She shrugged. "Same as you, I guess. Got tired of waiting for something better. Figured I'd risk dying instead."

For a few moments, they didn't speak.

Around them, the room shifted—more initiates arriving, gathering in cautious clusters. A tall man with a broken nose and no weapons glared at anyone under eighteen. Two girls stood back to back near a glyph pillar, whispering in a tongue Caelen didn't know.

"You know what they'll do to us?" he asked.

Lira exhaled slowly.

"No. But look around." She nodded at the crowd. "They're not keeping a hundred."

Caelen's mouth felt dry.

"How many do you think make it?"

Lira's eyes never left the floor.

"Enough to fill a classroom. Maybe less."

A rumble spread beneath their feet.

The glyphs on the walls flared.

Everyone turned toward the center as a robed figure emerged from a cleft in the stone—hooded, faceless, silent. It held no weapon. Its hands were bare. But as it passed, firelight bent around it like breath against glass.

It walked to the center of the dais.

Raised one hand.

The flames died.

Then the glyphs behind it shifted, burning brighter, rearranging.

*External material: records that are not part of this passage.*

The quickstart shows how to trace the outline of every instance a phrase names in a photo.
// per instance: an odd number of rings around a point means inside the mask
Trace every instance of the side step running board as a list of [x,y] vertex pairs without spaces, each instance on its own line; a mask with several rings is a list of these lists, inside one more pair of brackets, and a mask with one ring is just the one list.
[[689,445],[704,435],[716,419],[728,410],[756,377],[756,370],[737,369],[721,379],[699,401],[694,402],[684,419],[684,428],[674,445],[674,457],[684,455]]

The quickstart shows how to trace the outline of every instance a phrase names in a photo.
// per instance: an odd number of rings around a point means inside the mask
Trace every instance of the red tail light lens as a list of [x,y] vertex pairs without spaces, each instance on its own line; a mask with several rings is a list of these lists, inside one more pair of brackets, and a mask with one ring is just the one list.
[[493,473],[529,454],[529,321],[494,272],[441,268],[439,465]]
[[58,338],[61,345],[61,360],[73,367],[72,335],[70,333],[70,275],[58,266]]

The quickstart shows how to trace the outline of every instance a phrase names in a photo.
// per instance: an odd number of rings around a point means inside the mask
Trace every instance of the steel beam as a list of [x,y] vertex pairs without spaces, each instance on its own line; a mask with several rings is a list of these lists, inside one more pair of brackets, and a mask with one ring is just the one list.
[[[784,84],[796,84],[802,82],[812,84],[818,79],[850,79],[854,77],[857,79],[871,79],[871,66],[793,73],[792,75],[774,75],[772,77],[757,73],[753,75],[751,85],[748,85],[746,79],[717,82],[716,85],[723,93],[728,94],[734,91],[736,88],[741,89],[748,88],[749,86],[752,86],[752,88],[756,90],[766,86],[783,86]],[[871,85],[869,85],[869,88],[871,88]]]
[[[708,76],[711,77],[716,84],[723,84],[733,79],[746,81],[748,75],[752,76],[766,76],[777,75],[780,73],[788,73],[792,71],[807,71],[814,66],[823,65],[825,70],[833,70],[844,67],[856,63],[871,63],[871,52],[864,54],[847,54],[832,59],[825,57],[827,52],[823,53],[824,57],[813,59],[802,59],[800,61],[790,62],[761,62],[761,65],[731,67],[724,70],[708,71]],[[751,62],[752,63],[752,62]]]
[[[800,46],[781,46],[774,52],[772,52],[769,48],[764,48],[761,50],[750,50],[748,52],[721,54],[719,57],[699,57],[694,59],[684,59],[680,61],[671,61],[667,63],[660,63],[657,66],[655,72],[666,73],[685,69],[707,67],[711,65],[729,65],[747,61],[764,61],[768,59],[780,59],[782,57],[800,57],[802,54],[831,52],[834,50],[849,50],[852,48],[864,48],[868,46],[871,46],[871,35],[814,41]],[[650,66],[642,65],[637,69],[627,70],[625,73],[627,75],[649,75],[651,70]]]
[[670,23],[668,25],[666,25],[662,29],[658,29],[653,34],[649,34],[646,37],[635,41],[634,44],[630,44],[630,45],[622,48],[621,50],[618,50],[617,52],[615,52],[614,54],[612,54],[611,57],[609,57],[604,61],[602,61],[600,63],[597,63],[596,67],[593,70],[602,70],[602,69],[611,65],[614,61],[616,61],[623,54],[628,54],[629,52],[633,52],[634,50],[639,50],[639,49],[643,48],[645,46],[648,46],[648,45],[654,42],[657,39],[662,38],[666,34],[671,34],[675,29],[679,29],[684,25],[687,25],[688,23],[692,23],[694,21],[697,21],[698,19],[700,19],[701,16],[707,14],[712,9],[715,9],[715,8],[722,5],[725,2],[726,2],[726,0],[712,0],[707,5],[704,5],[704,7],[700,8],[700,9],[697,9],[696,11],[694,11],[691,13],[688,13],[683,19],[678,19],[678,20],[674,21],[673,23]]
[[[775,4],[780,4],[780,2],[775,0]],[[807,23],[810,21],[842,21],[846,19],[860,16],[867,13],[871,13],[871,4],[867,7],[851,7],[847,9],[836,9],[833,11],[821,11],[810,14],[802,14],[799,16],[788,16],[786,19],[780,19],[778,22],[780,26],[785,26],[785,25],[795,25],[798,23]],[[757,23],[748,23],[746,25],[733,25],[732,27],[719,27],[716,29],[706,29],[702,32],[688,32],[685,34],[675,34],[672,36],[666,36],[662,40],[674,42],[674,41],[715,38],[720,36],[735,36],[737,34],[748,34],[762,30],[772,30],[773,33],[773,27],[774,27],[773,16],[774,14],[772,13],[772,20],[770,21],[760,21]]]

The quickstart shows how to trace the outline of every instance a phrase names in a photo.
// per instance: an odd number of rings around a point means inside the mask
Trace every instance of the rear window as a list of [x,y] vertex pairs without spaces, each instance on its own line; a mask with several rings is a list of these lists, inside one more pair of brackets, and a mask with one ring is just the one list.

The words that formed were not written—they were felt, seared across the backs of every eye in the room.

YOU ARE NOT STUDENTS.

YOU ARE APPLICANTS.

PROVE YOUR WILL. TONIGHT.

The silence after was complete.

Then, a crack.

The floor beneath the dais split wide—not like a trapdoor, but a living wound.

Stone peeled away into long spirals that reached out like arms, forming platforms beneath each initiate's feet.

Some cried out as the floor shifted beneath them.

Caelen stepped back instinctively—but his platform rose, separating from the earth.

Lira's, beside him, rose as well.

Her stance shifted—balanced, blade-ready.

She glanced at him.

"Try not to fall into anything screaming."

He managed a breath. "Same to you."

A breathless wind passed through the chamber.

The stone shook.

Then—without warning—the platforms dropped.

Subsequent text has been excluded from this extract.